One month after Microsoft Build and Preview 4, the .NET MAUI team continued the progress with .NET Multi-platform App UI, and Preview 5 is in front of us. It brings animations and the view transformation support, a couple of ported UI Components from the renderer architecture of Xamarin.Forms,
and Single Project Templates updates and improvements.
Also, as part of this release, the preview version of documentation for introductory and foundational aspects of .NET MAUI is also available for exploration.
In this release several controls now have all properties and events ported to handlers from the renderer architecture of Xamarin.Forms, including ActivityIndicator, CheckBox, Image, and Stepper. In previous previews you would need to check if a control was ported and register renderers from the compatibility package for those unavailable. In .NET MAUI Preview 5 we have made this much easier by updating the UseMauiApp extension (see the Startup wiki) to wire up all the controls for you, whether they are based on handlers or renderers, stated David Ortinau, principal program manager, .NET Multi-platform App UI.
Well-known, the Shell
, an application container that provides URI navigation and a quick way to implement flyout menus and tabs is now available in .NET MAUI with Preview 5 version. The official dev blog article provides a simple example of usage within the App.xaml.cs
.
protected override IWindow CreateWindow(IActivationState activationState)
{
return new Microsoft.Maui.Controls.Window(
new AppShell()
);
}
<Shell xmlns="http://schemas.microsoft.com/dotnet/2021/maui"
xmlns:x="http://schemas.microsoft.com/winfx/2009/xaml"
xmlns:pages="clr-namespace:ControlGallery.Pages"
Title="ControlGallery"
x:Class="ControlGallery.AppShell">
<FlyoutItem Title="Margin and Padding">
<ShellContent Route="marginpadding"
ContentTemplate="{DataTemplate pages:ControlsPage}" />
</FlyoutItem>
<FlyoutItem Title="ActivityIndicator">
<ShellContent Route="activityindicator"
ContentTemplate="{DataTemplate pages:ActivityIndicatorPage}" />
</FlyoutItem>
...
</Shell>
An overview of the latest information about controls, layouts, and other features can be found on the .NET MAUI status page.

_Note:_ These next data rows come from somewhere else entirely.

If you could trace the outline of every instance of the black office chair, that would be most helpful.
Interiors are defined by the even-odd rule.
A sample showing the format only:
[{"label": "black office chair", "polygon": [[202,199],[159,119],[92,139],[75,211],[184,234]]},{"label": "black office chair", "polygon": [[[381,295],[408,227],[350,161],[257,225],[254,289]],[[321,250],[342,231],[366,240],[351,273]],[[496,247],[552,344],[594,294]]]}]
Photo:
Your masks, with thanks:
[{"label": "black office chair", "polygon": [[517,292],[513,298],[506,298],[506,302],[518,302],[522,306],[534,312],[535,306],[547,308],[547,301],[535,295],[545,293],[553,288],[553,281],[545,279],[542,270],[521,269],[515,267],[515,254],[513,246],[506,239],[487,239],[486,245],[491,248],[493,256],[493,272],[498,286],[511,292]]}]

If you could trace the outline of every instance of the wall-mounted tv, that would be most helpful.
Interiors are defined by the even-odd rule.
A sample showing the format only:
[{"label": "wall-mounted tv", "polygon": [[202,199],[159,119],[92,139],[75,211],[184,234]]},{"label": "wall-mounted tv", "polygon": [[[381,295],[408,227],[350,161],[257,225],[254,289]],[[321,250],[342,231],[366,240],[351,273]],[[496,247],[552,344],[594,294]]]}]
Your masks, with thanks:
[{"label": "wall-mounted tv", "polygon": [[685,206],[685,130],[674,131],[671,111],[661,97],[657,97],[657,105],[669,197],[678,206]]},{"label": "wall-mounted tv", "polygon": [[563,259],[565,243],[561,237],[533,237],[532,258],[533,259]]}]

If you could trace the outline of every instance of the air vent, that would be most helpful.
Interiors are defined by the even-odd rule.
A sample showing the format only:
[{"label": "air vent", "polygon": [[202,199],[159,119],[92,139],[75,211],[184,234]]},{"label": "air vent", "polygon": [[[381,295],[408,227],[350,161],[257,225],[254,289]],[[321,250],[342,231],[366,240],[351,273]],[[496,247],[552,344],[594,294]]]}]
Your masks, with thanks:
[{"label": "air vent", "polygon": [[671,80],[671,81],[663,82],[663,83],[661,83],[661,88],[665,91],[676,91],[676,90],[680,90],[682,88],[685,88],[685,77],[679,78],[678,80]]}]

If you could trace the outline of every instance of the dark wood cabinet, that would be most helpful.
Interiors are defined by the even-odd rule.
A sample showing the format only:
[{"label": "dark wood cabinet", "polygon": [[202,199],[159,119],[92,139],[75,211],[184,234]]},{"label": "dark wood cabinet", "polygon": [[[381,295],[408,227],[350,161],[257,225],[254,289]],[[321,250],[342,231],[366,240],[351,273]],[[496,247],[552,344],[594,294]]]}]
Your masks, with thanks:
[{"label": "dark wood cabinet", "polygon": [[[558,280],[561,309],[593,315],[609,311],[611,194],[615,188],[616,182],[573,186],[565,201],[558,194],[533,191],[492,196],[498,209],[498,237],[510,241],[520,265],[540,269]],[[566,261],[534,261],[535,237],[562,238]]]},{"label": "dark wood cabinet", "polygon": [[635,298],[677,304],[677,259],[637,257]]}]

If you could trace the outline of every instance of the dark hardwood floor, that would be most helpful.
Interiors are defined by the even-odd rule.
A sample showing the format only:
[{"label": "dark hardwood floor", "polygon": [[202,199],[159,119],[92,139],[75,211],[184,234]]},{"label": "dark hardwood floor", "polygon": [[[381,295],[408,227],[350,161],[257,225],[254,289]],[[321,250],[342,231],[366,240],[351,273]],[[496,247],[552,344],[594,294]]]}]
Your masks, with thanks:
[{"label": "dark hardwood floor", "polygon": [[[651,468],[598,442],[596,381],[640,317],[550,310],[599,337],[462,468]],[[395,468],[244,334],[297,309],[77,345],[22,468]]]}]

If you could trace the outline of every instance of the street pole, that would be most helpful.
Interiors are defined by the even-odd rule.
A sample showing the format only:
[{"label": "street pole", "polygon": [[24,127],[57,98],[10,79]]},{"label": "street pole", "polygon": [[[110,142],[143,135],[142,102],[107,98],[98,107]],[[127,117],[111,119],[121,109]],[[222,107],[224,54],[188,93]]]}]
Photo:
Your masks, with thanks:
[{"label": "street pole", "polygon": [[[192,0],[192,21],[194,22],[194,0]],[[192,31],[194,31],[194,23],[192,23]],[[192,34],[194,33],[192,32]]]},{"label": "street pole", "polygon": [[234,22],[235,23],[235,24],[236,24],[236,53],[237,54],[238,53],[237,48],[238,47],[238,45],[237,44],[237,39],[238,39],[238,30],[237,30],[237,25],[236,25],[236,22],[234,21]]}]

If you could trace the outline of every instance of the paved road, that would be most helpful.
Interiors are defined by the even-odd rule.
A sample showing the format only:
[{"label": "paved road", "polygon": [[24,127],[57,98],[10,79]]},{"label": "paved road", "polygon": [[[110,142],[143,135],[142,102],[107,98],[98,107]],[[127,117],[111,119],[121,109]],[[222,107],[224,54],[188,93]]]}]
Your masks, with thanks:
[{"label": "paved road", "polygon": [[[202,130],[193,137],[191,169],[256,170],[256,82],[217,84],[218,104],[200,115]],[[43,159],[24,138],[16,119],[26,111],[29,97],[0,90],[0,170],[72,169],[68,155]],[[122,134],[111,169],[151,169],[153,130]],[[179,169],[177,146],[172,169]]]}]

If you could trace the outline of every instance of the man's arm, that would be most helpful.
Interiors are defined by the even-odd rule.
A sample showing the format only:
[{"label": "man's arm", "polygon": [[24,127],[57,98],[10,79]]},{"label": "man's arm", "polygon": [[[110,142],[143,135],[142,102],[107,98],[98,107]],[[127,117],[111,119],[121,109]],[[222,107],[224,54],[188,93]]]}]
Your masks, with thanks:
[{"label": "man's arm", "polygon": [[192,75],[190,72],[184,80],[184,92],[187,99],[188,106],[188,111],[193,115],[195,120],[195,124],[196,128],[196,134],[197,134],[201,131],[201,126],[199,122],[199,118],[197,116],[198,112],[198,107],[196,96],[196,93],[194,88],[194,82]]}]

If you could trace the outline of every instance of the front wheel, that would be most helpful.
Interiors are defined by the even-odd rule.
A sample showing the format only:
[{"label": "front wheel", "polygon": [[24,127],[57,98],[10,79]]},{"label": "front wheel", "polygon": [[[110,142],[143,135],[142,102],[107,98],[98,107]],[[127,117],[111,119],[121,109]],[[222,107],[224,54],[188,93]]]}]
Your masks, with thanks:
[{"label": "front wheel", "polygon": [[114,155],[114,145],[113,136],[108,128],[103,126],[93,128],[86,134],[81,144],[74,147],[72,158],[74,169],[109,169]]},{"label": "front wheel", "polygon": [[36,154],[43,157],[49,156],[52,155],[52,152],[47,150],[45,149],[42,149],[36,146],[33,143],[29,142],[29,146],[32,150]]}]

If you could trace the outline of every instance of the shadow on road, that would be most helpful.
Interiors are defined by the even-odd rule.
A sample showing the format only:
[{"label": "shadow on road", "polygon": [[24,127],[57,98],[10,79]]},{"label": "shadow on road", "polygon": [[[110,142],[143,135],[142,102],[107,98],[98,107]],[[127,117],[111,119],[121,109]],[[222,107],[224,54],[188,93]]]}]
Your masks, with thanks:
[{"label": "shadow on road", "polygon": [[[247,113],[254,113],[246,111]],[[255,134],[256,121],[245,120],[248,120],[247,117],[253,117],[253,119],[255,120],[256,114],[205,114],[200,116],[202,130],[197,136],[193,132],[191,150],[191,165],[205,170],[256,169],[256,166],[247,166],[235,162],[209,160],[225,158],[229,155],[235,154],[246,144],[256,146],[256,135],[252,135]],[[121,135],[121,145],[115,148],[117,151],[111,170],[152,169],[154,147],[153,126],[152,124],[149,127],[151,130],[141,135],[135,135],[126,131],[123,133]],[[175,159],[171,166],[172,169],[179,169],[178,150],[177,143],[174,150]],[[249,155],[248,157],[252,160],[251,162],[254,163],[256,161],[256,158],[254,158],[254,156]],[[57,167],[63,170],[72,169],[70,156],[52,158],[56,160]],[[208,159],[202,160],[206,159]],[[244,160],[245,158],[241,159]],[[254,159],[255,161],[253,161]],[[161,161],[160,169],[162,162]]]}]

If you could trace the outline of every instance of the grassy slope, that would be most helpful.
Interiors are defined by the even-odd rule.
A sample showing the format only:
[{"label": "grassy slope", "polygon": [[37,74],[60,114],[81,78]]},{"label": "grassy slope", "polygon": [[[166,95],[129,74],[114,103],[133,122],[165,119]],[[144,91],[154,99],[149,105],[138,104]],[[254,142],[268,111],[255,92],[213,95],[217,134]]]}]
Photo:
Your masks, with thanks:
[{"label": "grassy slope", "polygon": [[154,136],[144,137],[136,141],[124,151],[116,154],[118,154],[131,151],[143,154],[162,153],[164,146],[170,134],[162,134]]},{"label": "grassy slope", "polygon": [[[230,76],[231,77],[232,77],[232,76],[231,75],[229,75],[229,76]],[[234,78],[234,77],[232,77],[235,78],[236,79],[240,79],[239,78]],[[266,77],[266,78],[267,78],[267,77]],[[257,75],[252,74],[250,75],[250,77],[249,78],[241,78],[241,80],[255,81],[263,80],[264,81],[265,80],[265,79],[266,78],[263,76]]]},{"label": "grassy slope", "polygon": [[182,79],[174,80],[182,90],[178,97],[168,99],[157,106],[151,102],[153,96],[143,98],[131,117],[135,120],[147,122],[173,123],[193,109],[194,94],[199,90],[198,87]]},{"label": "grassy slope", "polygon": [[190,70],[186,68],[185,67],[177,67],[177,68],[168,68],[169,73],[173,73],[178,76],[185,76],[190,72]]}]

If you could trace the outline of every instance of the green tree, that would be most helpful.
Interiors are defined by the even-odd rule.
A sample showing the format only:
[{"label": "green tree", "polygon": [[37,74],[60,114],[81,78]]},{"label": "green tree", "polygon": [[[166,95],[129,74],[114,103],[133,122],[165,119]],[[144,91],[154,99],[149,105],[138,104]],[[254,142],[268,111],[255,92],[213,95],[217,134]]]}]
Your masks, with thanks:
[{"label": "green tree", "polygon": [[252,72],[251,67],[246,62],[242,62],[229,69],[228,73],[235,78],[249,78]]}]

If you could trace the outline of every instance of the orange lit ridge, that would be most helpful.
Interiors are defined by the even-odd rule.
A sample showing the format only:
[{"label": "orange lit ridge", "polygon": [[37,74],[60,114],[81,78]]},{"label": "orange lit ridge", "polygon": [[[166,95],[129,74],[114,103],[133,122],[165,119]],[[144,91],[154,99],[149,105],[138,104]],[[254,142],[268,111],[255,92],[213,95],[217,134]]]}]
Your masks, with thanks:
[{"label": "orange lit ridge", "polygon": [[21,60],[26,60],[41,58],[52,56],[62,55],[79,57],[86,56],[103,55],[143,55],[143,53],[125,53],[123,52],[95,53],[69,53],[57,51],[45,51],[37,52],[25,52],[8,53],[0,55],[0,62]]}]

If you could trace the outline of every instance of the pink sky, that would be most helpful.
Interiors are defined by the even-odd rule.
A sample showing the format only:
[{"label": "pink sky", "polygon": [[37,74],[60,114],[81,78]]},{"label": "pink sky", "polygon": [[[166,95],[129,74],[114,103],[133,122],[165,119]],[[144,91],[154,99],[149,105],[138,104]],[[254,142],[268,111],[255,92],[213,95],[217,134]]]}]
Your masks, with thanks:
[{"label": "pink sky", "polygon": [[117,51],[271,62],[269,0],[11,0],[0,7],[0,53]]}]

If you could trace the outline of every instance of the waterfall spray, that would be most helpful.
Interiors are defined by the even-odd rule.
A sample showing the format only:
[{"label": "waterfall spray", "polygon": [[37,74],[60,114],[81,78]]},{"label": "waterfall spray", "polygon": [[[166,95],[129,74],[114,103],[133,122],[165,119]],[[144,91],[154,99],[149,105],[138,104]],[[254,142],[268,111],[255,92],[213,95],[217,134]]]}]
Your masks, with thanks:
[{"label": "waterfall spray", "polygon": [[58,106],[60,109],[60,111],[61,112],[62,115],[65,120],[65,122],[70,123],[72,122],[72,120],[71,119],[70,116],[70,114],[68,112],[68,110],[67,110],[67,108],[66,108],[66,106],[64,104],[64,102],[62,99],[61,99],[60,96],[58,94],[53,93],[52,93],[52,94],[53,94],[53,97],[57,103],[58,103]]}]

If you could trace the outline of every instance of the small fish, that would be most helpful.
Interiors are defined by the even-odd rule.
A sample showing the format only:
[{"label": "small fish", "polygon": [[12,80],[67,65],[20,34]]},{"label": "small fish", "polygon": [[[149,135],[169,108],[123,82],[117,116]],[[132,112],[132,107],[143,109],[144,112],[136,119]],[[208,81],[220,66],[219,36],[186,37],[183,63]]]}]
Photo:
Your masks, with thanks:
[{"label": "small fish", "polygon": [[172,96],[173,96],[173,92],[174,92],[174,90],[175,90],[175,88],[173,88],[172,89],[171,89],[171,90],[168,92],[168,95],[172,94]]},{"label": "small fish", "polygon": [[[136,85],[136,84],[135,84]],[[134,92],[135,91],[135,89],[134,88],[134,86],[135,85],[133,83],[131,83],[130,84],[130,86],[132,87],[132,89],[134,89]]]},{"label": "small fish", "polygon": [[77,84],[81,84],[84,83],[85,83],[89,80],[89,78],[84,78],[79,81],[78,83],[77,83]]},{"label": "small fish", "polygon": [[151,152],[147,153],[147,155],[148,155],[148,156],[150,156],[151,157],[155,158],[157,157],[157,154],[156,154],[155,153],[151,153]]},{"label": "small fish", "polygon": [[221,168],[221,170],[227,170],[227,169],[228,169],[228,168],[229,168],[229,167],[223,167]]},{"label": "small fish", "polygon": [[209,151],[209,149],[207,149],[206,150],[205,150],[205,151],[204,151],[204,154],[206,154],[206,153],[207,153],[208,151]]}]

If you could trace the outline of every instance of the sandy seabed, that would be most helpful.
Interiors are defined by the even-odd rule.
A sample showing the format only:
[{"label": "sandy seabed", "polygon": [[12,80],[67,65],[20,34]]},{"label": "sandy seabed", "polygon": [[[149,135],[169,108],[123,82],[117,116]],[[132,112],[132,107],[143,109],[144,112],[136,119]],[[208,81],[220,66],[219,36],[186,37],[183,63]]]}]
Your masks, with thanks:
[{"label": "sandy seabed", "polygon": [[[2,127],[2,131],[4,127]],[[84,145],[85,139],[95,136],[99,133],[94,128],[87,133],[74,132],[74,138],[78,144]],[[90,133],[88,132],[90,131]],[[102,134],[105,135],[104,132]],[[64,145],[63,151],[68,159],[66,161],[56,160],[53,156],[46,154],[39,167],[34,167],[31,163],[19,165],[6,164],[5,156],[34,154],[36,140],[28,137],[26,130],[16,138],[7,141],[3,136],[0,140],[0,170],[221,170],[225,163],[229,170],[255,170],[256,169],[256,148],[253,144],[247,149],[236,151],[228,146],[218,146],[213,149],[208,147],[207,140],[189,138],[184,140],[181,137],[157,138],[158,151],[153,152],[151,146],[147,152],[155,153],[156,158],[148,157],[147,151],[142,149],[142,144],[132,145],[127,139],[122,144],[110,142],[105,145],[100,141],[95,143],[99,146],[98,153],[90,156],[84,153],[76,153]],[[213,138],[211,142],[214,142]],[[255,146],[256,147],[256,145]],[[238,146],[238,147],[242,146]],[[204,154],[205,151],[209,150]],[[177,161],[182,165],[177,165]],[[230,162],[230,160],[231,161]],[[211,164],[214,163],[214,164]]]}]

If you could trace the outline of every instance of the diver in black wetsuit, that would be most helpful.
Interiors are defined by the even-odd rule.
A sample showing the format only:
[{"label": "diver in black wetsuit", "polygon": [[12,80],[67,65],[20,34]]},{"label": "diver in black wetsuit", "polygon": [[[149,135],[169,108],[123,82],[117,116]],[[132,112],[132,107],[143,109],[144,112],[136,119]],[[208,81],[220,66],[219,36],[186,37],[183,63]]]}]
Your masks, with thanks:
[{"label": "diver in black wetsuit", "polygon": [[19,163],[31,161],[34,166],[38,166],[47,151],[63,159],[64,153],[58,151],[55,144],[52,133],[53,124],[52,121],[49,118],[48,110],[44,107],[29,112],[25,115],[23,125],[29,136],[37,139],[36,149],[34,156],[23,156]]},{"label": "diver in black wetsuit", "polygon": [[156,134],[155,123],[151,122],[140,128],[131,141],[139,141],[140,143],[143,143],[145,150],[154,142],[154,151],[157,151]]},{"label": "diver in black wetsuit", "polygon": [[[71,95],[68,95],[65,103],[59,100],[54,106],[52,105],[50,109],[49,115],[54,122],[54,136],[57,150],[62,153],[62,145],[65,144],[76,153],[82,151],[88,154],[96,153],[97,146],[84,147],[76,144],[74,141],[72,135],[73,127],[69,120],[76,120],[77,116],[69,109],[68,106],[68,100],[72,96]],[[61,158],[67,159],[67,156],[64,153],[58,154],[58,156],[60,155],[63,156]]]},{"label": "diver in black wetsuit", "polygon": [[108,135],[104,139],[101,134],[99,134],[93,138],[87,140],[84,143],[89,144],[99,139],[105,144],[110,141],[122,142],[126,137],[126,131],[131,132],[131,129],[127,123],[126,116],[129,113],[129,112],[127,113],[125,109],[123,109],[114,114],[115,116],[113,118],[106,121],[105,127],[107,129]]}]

There are a couple of ways to perform animation in .NET MAUI; the easy way is with extension methods such as FadeTo, RotateTo, ScaleTo, TranslateTo, and more. In the official dev blog, David Ortinau provided a sample of using them with HandlerAttached
event. The sample source code can be found on the WeatherTwentyOne project on GitHub.
Regarding the Single Project Templates updates, Preview 5 also introduced some of the progress which was made consolidating the multiple WinUI projects into one. Now, the usage of dotnet new maui
the command will produce the solution with two projects, one multi-targeted .NET MAUI and the WinUI project.
As stated:
This is one step closer to the final vision of having just one project that can build and deploy to all supported platforms. In order to support this, you’ll need to install these Project Reunion 0.8 (Preview) extensions for Visual Studio 16.11 Preview 2.
To follow the project development progress and next releases of .NET MAUI, the official roadmap is available on the GitHub wiki roadmap.